20世紀の終わりにカナダ留学をして以来、メディアから提供される情報に対して懐疑的になり、メディアとは何なのかを知りたく、この書籍を手にとったのがメディア・リテラシーとの最初の出会いでした。大学のゼミ発表にカナダでの体験を交えカナダにおけるメディア・リテラシー教育がどのようなものであるのかをレポートにまとめ、発表の際使用したレジュメがこのブログの基礎になるものです。(以前のブログで箇条書きにして要点をまとめたものを読むに耐えうる程度に加筆をしました。)

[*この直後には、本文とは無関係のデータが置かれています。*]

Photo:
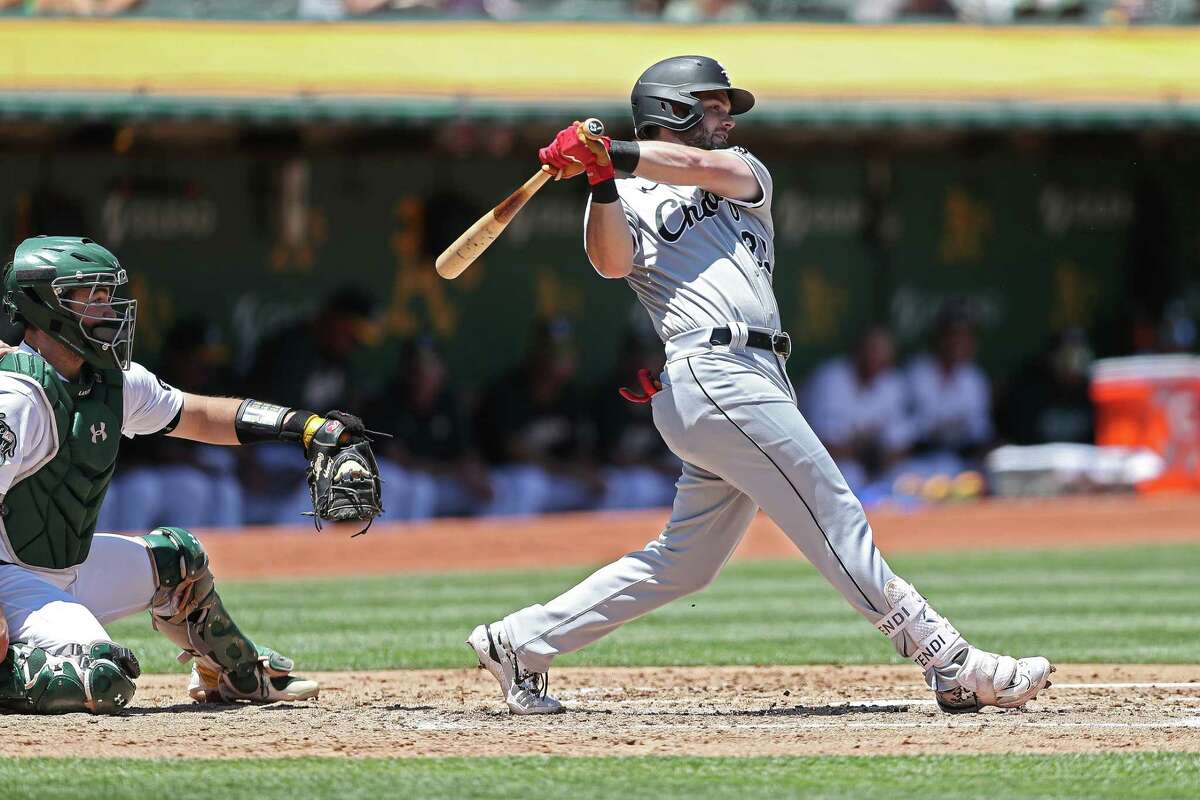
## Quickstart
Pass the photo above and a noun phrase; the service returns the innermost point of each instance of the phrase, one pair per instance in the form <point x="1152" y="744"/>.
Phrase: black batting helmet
<point x="672" y="84"/>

メディア・リテラシーを一言で言うなら、世の中に溢れるあらゆる情報を読み解く能力のこと。世界中で活躍する情報分析官が行っていることも同じカテゴリーに属すると思います。テレビや新聞で流れるニュースや企業の広告、政治団体の主張を含むあらゆる組織の主張を分析することも広範囲の意味でメディア・リテラシーです。『メディア・リテラシー 世界の現場から』にはアメリカ、イギリス、カナダにおけるメディア・リテラシー教育がどのように行われているかを丹念な調査により非常にわかりやすく書籍という形でまとめられています。カナダにいた者として特にカナダについてをピックアップしブログとしてまとめました。メディア・リテラシーの分析手法を身につければ、あらゆる学問や仕事にも応用できるので勉強する価値があります。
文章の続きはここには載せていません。